Le MDRM, également informé, diffuse dans les villages un télégramme demandant à chacun d'éviter les violences. Mais l'appel est sans effet. Selon certains commentateurs, les autorités françaises auraient fait en certains lieux arracher les affiches comme si elles souhaitaient en découdre avec les opposants cachés !
C'est ainsi que le 29 mars, quelques centaines d'hommes simplement armés de sagaies et de coupe-coupe attaquent des petites villes côtières et des plantations. Ils s'en prennent aux Européens mais aussi aux Malgaches qui vivent et travaillent avec eux. Les colons sont pris au dépourvu et ne peuvent réagir faute de moyens militaires sur place.
Le gouvernement socialiste de Paul Ramadier, désemparé, fait porter la responsabilité des troubles sur les trois parlementaires du MDRM. Les députés, y compris l'extrême-gauche communiste, lèvent sans rechigner leur immunité parlementaire. Ils sont arrêtés. Deux seront condamnés à mort mais leurs peines heureusement commuées en exil.
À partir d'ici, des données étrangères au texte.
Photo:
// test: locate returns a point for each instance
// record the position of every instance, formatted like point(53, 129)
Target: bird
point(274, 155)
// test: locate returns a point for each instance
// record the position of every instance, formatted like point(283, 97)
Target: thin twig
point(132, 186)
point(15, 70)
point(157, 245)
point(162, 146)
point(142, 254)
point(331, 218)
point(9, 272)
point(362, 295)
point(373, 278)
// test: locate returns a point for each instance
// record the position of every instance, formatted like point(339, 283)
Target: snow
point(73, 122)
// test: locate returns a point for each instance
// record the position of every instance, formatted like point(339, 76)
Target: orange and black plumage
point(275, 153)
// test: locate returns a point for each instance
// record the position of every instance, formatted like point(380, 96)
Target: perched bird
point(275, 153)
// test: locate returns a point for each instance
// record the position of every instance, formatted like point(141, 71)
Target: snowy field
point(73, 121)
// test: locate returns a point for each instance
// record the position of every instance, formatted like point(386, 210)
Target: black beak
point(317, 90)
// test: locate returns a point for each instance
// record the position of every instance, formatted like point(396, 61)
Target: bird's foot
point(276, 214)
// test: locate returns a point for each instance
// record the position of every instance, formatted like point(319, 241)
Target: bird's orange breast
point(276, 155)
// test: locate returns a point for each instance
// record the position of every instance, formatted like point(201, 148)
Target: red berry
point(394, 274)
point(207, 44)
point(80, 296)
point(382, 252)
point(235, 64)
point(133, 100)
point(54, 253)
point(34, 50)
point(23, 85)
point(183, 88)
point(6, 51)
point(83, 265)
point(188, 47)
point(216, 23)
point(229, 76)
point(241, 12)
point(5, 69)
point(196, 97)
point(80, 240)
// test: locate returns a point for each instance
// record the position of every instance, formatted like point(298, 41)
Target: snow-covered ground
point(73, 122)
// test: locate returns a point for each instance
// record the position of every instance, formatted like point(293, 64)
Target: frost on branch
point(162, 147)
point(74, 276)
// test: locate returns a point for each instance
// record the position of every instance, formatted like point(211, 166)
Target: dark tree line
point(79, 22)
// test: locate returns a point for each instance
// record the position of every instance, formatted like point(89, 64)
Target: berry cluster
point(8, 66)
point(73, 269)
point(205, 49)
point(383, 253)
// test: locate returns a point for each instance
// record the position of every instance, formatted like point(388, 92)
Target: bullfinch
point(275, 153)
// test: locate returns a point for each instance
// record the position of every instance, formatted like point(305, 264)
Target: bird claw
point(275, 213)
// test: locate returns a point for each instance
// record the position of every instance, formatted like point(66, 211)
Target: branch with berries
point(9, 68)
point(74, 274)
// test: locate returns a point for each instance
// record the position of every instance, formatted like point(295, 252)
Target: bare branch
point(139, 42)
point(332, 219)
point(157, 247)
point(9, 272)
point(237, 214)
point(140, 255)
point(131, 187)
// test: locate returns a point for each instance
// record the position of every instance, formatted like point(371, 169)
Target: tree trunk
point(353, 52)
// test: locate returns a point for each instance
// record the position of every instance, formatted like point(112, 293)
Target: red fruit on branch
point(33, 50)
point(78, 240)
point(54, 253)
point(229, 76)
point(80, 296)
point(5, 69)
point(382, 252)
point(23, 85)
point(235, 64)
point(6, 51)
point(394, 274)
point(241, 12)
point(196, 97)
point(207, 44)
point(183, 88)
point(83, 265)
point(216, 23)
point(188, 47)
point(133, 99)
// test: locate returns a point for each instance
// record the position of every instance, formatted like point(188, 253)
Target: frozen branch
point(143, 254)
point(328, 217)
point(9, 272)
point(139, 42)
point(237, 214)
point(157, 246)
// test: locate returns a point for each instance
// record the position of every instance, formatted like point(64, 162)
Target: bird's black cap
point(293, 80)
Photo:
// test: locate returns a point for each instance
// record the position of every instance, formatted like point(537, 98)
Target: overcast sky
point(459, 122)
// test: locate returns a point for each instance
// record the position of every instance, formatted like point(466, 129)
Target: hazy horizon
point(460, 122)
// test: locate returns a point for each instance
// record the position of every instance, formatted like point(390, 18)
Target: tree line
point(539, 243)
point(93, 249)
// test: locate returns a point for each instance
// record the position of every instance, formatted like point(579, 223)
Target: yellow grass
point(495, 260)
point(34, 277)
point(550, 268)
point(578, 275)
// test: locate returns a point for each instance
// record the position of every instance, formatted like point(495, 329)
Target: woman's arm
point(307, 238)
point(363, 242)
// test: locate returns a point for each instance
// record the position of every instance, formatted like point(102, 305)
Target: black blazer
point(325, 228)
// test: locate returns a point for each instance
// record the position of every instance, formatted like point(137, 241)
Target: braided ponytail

Malgré cela, la jacquerie s'étend. Elle embrase rapidement toute la partie orientale de l'île, où la misère et les frustrations sont les plus grandes. Les rumeurs les plus folles courent sur le compte des insurgés, soupçonnés des pires atrocités.
Le gouvernement français envoie à Madagascar des renforts, essentiellement des troupes coloniales (tirailleurs sénégalais) : au total 18 000 hommes début 1948. La répression donne lieu à de nombreux débordements et crimes de guerre : tortures, exécutions sommaires, regroupements forcés, mises à feu de villages…
Parmi les crimes les plus graves figure celui du 6 mai 1947, quand le commandant du camp de Moramanga, dans la crainte d'une attaque, fait mitrailler plus d'une centaine de militants du MDRM emprisonnés dans des wagons.
L'armée française expérimente aussi une nouvelle technique de guerre psychologique : des suspects sont jetés vivants d'un avion pour terroriser les villageois de leur région.
En vingt mois, la « pacification » va faire 89 000 victimes chez les Malgaches selon les comptes officiels de l'État français. Mais ces comptes auraient été exagérés par méconnaissance du terrain et pour alourdir le dossier d'accusation du MDRM.
Jean Fremigacci, maître de conférences à Paris-I et enseignant à l'université de Tananarive, établit le nombre des morts entre 30 000 et 40 000, dont 10 000 de mort violente et le reste de faim ou de maladie, ce qui est déjà beaucoup si on le rapporte aux 700 000 habitants de la région concernée.
Les forces coloniales perdent quant à elles 1 900 hommes (essentiellement des supplétifs malgaches). On relève aussi la mort de 550 Européens, dont 350 militaires. La disproportion des pertes tient à ce que les rebelles ne disposaient en tout et pour tout que de 250 fusils.
En métropole, Le Figaro et L'Humanité parlent du soulèvement mais le gouvernement et l'ensemble des organes de presse minimisent son importance et ne disent rien de la répression. L'opinion publique, il est vrai, est davantage préoccupée par le rationnement, les incessantes grèves et la guerre froide.
L'insurrection de 1947 a été gommée de la mémoire collective des Français mais aussi des Malgaches qui admettent mal que les leurs aient pu très durement s'affronter.
Bibliographie
Le professeur Jean Fremigacci, qui a enseigné de 1969 à 1988 à l'université de Tananarive, a publié un article sur le sujet : « La vérité sur la grande révolte de Madagascar », in L'Histoire, N°318, mars 2007.
Il existe aussi un ouvrage de référence : "L'insurrection malgache de 1947" de Jacques Tronchon, éditions Karthala, 1974.